SERC_ECOLI protein was identified by 14 peptides, which are of relatively low intensity. Similarly, the protein TYRA_ECOLI was identified by eight peptides, which are also low in intensity. The protein ALF_ECOLI was identified using PSD MX information from four peptides present in the mixture. This number of peptides is below the minimum (5)  usually required for an identification from a PMF database search. The four peptides assigned to ALF_ECOLI yielded PSD fragments and due to the specificity of this structural information, the protein ALF_ECOLI could be confidently assigned. 

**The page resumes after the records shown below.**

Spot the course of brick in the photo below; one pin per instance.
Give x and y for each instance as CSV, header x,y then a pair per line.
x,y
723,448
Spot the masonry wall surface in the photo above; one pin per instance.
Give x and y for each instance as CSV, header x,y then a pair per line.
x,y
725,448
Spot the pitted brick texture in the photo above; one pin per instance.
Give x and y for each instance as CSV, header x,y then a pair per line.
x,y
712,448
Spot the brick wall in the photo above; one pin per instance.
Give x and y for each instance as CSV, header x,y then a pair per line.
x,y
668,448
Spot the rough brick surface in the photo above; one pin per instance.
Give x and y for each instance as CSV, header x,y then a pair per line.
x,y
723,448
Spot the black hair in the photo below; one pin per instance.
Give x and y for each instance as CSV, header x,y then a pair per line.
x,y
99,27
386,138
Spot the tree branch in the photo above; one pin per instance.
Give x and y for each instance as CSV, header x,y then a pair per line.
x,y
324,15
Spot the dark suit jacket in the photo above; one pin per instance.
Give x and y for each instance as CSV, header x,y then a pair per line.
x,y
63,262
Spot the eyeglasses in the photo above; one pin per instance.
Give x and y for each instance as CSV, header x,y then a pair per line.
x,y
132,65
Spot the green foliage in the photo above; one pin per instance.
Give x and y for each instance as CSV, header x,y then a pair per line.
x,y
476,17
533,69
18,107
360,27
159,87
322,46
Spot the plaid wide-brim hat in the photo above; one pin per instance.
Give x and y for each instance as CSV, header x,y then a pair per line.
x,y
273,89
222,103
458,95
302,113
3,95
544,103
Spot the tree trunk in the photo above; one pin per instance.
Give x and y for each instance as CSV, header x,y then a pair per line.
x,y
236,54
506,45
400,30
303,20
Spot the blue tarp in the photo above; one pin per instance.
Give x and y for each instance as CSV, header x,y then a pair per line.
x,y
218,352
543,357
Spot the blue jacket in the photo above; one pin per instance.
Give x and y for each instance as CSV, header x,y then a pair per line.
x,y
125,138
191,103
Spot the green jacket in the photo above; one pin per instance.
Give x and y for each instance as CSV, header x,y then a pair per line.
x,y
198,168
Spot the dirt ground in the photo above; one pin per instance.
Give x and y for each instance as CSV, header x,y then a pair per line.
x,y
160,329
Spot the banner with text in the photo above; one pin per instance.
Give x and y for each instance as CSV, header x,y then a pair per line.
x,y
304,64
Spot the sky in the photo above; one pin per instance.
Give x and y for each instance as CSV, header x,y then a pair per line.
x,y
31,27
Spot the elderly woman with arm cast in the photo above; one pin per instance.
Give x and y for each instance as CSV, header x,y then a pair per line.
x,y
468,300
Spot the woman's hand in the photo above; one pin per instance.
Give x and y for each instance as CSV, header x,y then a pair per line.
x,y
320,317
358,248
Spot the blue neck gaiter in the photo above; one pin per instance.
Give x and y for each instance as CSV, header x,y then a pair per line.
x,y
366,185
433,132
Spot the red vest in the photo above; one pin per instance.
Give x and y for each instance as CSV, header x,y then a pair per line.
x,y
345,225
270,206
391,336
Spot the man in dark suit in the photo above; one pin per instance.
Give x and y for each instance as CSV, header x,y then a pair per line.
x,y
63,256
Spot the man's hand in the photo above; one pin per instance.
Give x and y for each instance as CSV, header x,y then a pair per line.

In addition, PSD MX was used to correct the assignment of one peptide in this mixture. Initially, using MS data only, the peptide at m/z 1877.9535 was matched to TYRA_ECOLI. However, following the databank search of the PSD MX data, the ion was identified as a tryptic peptide from ALF_ECOLI (IFDFVKPGVITGDDVQK) with 9 fragment ions matched to the sequence (Figure 4). 

Example 3. PSD MX Provides Added Confidence in Protein Assignment

The 2D gel spot located at position F5, gave a highly confident score of 120 when analyzed by PMF. If the PSD MX information is utilized then the score increased to 277, leading to more confident protein identification. In this case, the score obtained from each PSD MX spectra, using the four most intense ions, were individually high enough to identify the protein confidently (figure 5). 

• In this application note three example were highlighted where the use of PSD MX enhanced protein identification of 2D gel isolated proteins. 
• Example 1 showed that the use of PSD MX derived fragment ion information, led to identification of a protein that could not be identified by PMF (as too few peaks were observed). 
• Example 2 showed that PSD MX identified a protein, not identified using PMF, even when part of a three protein mixture. 
• Example 3 showed that combining PMF and PSD MX (fragmentation) information together can significantly increase the confidence score. 

1. D. Kenny, J. Brown, M. Snel, Technical note: Multiplexed Post Source Decay (PSD MX) A novel technique explained. (720000948EN). 
2. E. Claude, M. Snel, Application note: Enhanced identification of 2D gel isolated proteins from e.coli using PSD MX. (720001155EN).